Before you start, you'll need the DKIM record your email provider (for example, Google Workspace, Namecheap Private Email, Microsoft 365, or another email service) gave you. That record has two parts: a selector (a short name like google or s1) and a value (a long string of letters and numbers). If you don't have these yet, go back to your email provider's DKIM or "Email Authentication" settings and copy them first.

Step 1: Log in to Namecheap

  1. Go to namecheap.com and sign in to your account.
  2. Once logged in, click Domain List in the left-hand menu.
  3. Find the domain you're setting up and click the Manage button next to it.

Step 2: Open Advanced DNS

  1. On the domain's management page, click the Advanced DNS tab near the top.
  2. This is where all of your domain's DNS records live. DNS (Domain Name System) is basically your domain's address book — it's what tells the internet where your website and email actually live.

Step 3: Add a new TXT record

  1. Scroll down to the Host Records section.

  2. Click the Add New Record button.

  3. For Type, choose TXT Record from the dropdown.

  4. For Host, enter your DKIM selector followed by ._domainkey — for example, if your selector is google, enter:

    google._domainkey
    
  5. For Value, paste the long DKIM value your email provider gave you.

  6. For TTL, you can leave it on Automatic (or 3600 if you're asked to pick a number) — this just controls how often the record refreshes and doesn't need changing.

  7. Click the green checkmark to save the row, then click Save All Changes at the bottom of the page.

Important: only enter the selector part in the Host field, not your full domain name. Namecheap automatically adds .yourdomain.com to whatever you type in Host. So if you type google._domainkey.yourdomain.com (with your domain included), Namecheap will end up creating google._domainkey.yourdomain.com.yourdomain.com, which is wrong and won't work. Just type google._domainkey and let Namecheap handle the rest.

| Field | What to enter | | --- | --- | | Type | TXT Record | | Host | <selector>._domainkey (for example, google._domainkey) — not the full domain | | Value | The long DKIM value from your email provider | | TTL | Automatic (or 3600) |

Step 4: Tell Warmerly your selector (if needed)

Warmerly automatically checks your domain against a long list of common DKIM selector names. If your provider used a common one, Warmerly will find your new record on its own — you can skip this step.

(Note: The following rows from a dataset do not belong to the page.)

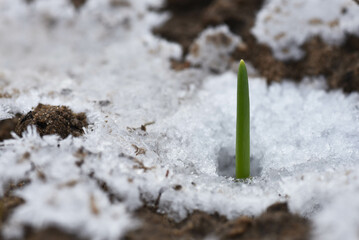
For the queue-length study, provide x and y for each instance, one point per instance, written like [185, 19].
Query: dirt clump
[276, 223]
[50, 119]
[78, 3]
[7, 126]
[190, 18]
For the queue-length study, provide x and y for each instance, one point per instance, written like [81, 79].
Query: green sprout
[242, 130]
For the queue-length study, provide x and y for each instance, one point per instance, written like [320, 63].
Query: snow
[304, 139]
[286, 25]
[212, 49]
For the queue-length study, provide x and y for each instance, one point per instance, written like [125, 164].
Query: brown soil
[275, 223]
[339, 64]
[7, 126]
[8, 202]
[49, 120]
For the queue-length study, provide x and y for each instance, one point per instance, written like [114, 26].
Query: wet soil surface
[50, 119]
[7, 126]
[339, 64]
[275, 223]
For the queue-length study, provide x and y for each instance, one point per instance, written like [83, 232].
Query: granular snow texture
[152, 129]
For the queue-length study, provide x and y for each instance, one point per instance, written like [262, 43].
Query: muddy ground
[275, 223]
[189, 18]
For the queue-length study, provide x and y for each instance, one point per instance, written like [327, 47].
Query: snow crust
[212, 49]
[286, 25]
[304, 140]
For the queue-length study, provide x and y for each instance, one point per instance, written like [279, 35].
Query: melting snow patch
[158, 136]
[286, 25]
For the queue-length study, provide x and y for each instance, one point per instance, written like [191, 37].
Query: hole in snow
[227, 164]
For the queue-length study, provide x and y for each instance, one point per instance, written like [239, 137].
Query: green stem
[242, 131]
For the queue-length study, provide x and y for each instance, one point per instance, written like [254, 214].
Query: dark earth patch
[339, 64]
[49, 120]
[7, 126]
[276, 223]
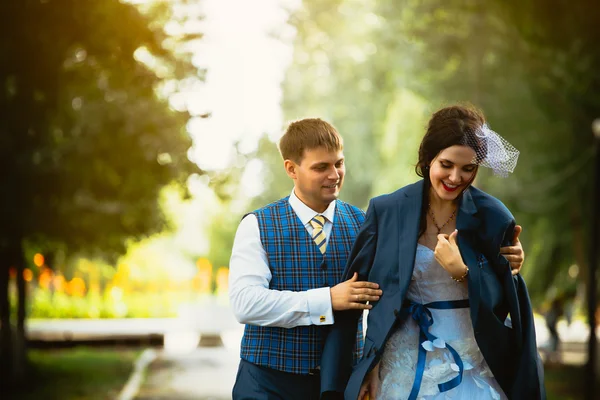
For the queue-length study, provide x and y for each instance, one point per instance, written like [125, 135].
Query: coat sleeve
[529, 374]
[336, 361]
[528, 370]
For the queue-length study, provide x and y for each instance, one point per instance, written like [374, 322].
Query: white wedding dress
[430, 282]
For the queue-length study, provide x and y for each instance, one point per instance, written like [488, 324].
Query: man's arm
[251, 299]
[336, 362]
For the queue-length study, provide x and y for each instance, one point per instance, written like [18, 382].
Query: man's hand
[352, 294]
[514, 254]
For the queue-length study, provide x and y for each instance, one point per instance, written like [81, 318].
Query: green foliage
[376, 69]
[81, 373]
[86, 134]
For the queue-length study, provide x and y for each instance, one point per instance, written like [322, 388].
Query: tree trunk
[6, 359]
[19, 345]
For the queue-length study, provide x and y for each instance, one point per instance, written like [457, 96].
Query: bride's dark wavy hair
[450, 126]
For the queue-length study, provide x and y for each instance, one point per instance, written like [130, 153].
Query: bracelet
[462, 278]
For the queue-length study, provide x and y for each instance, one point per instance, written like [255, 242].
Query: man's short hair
[308, 134]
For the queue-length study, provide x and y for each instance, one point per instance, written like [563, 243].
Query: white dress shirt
[252, 301]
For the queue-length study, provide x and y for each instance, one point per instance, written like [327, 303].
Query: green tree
[86, 140]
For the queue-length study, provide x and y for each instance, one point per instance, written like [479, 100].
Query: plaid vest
[297, 264]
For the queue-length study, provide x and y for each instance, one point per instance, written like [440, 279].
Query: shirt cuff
[319, 306]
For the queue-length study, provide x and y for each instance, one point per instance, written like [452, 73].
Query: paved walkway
[203, 373]
[183, 370]
[208, 373]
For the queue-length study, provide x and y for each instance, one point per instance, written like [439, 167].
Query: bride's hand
[370, 386]
[448, 255]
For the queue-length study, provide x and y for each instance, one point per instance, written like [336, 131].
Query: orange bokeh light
[27, 275]
[38, 260]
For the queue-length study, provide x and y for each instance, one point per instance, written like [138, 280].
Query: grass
[565, 382]
[77, 374]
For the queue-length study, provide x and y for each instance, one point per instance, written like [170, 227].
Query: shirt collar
[305, 213]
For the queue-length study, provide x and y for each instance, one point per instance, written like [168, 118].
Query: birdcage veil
[492, 150]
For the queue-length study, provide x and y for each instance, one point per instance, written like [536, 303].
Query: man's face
[318, 178]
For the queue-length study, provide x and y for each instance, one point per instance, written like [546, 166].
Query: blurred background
[135, 134]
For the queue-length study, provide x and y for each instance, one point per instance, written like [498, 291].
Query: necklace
[439, 228]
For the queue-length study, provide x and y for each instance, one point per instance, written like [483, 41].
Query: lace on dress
[453, 327]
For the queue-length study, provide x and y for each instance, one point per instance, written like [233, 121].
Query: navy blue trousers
[255, 382]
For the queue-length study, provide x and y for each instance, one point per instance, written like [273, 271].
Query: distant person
[435, 248]
[552, 315]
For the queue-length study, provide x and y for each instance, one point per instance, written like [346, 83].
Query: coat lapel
[409, 213]
[467, 223]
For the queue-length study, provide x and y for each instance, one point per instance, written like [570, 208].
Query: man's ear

If Warmerly still shows "DKIM not found" after you've added the record and waited a bit, enter your selector manually:

  1. In Warmerly, go to Accounts.
  2. Click into the mailbox you're setting up.
  3. Go to Settings.
  4. Find the DKIM selector field and type in the selector you used above (for example, just google, without the ._domainkey part).

Step 5: Be patient — DNS takes time

DNS changes can take anywhere from a few minutes up to 24–48 hours to fully take effect, even though Namecheap itself usually updates within about 30 minutes. This is normal — it's how DNS works everywhere, not just on Namecheap. If Warmerly doesn't show "DKIM found" right away, don't worry. Add the record, save it, and check back later.